Adding the Final Touch
You should now have a pretty thorough grasp on the basics of cactus construction. With only the cacti we have constructed in this tutorial you could arrange a respectable cactus garden. But, unless we add a little color and texture to our creations, your garden is going to appear pretty bland.

Texturing these cacti was a piece of cake. I used the same basic approach on all of them, only varying the settings slightly between cacti. I realize some of you will be using trueSpace4 while many others are still using trueSpace3, so I will show you a quick and easy way to add realistic shading to these plants with each program.

If you are using trueSpace3, your best bet is to make use of the procedural textures. My choice would be to select the granite procedural. I would then set each of the colors to a slightly different shade of green, leaving one color tan or yellow. You can then experiment with the amounts until you get the right mix. I would then apply a bump map such as the orange bump that is included with the program. Give it a low amplitude and about five repeats. Because cactus tend to be somewhat waxy on the outside, you will want to set the shininess about a third of the way up the slider. The roughness slider needs to be pulled down all the way. The smoothed texture button should be enabled. This basic texture will work for all of the cactus we have created. You will only need to vary the colors and settings to suit your own taste. The color and texture of cacti in the real world is dependent on their location, the soil, the amount of moisture and numerous other variables. Therefore, there are no hard and fast rules.

If you are using trueSpace4, you will want to take advantage of the new shaders. Left click on the color shader and select layered colors from the color property panel. This setting allows you to layer up to eight different colors, textures or procedurals, assigning a different level of transparency to each.

Right clicking on the layered colors sphere will open the layered colors panel. Left click on the top space in this panel and then select solid color from the box that appears. This will set your base color. Right click on the same space to open a color selector. Choose a medium dark green as your base color.

Left click on the second space in the layered colors panel and select solid clouds from the box that appears. Now right click on the space and select two different shades of green and adjust the scaling to suit you. Now set the transparency for this texture to fifty-five percent. This means that fifty-five percent of the base color will show through this texture.
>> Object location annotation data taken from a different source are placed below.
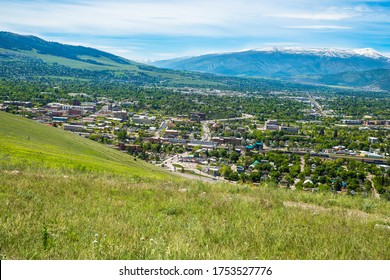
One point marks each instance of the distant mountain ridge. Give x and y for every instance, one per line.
x=15, y=42
x=281, y=62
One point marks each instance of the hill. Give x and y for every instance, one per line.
x=31, y=58
x=281, y=62
x=295, y=64
x=14, y=45
x=373, y=79
x=64, y=197
x=25, y=143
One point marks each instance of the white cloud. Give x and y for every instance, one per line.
x=171, y=17
x=318, y=27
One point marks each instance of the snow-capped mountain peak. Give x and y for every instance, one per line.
x=326, y=52
x=369, y=53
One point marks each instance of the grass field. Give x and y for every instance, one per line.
x=64, y=197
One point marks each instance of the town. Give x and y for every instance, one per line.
x=316, y=152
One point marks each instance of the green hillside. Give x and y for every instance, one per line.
x=64, y=197
x=26, y=143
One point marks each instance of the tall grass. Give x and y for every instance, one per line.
x=49, y=215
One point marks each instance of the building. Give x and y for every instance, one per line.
x=141, y=119
x=289, y=129
x=271, y=127
x=257, y=145
x=373, y=140
x=196, y=116
x=73, y=128
x=352, y=122
x=170, y=133
x=122, y=115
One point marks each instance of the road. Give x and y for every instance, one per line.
x=206, y=130
x=317, y=105
x=199, y=175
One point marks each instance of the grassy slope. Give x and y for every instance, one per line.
x=63, y=213
x=24, y=142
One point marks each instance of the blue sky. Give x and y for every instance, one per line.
x=157, y=29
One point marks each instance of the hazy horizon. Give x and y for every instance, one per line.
x=155, y=30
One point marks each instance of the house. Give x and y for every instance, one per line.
x=373, y=140
x=170, y=133
x=142, y=119
x=257, y=145
x=289, y=129
x=196, y=116
x=284, y=183
x=73, y=128
x=353, y=122
x=122, y=115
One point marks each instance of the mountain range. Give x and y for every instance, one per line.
x=30, y=56
x=298, y=64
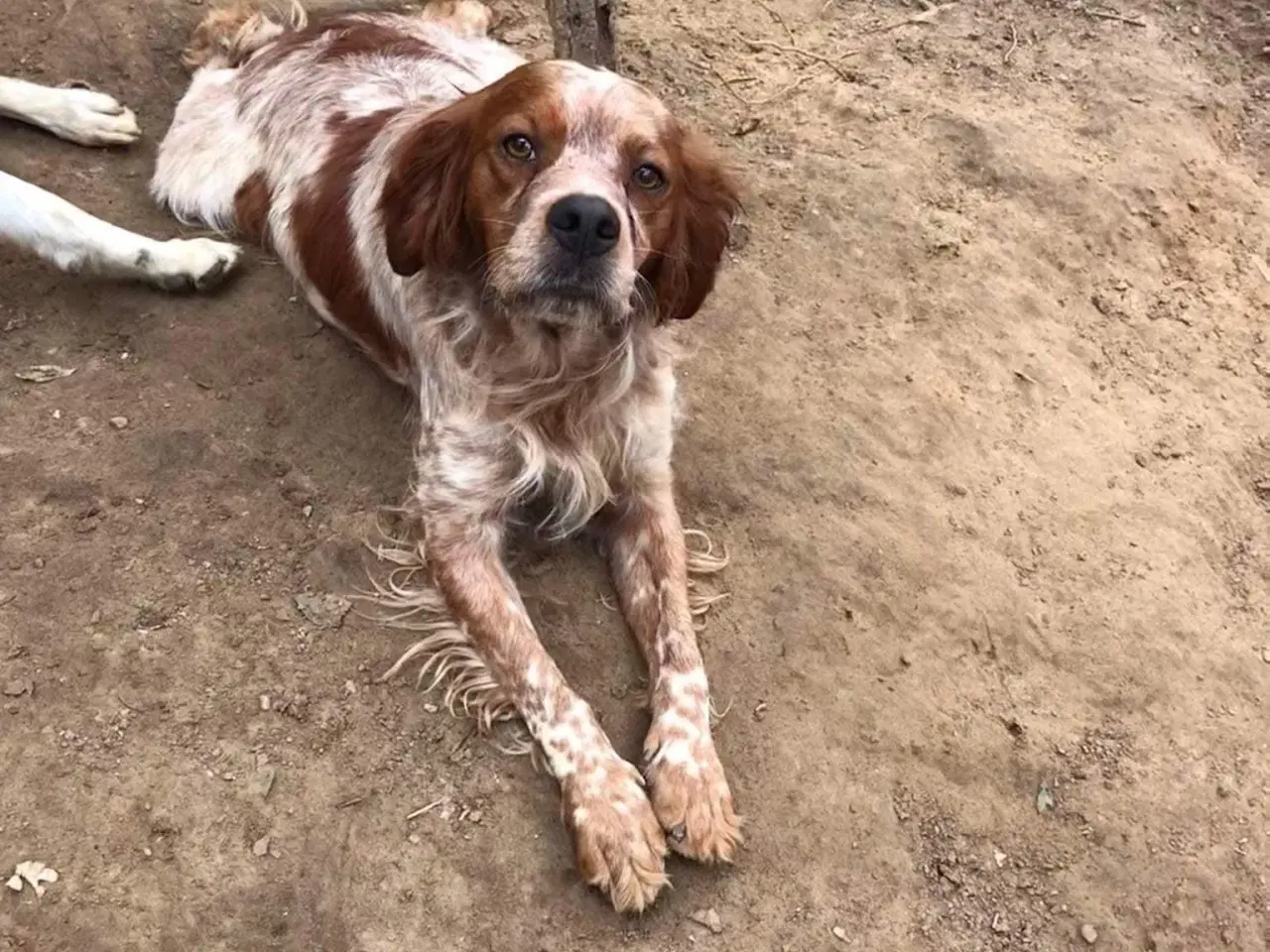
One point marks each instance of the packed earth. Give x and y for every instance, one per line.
x=980, y=411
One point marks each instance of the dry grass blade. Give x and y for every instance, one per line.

Right click on the displacement sphere and select Wrapped rough from the box that appears. Play with the scale detail and amplitude until you get the response you are looking for. Although cactus appear smooth at a distance, looking closely reveals a network of bumps similar to the texture of the skin on the back of your hand. Therefore, the key is to keep the amplitude setting low. Make certain that smoothed texture is enabled. Set the ambient light to zero. Set the diffusion to low. Set shininess low and roughness high. This should result in a believable and realistic texture.

A Final Point
I hope you found this tutorial to be entertaining and worthwhile. You never know when you are going to be called on to create a cactus. When and if that time comes, the most important thing to remember in creating a realistic cactus is that these plants lead very difficult lives. They bake in the hot sun in an arid desert, scoured by winds and sand. When it does rain, the usual result is a flash flood. They are also one of the few sources of nutrition and moisture to the variety of animals that dwell in the desert. This means that you must avoid perfection at all costs. The poor suffering cactus is not going to grow straight and tall, it is going to be bent by the wind. The surface of your cactus is going to bear the pits and scars of a difficult life, so add a bump map or textured map to simulate this. Likewise, a cactus in its native environment will not grow in a uniform manner. There will be growth spurts during the infrequent rains and times of almost no growth during the frequent droughts. So avoid uniformity and try to add as much character as you can to these hardy and unique plants.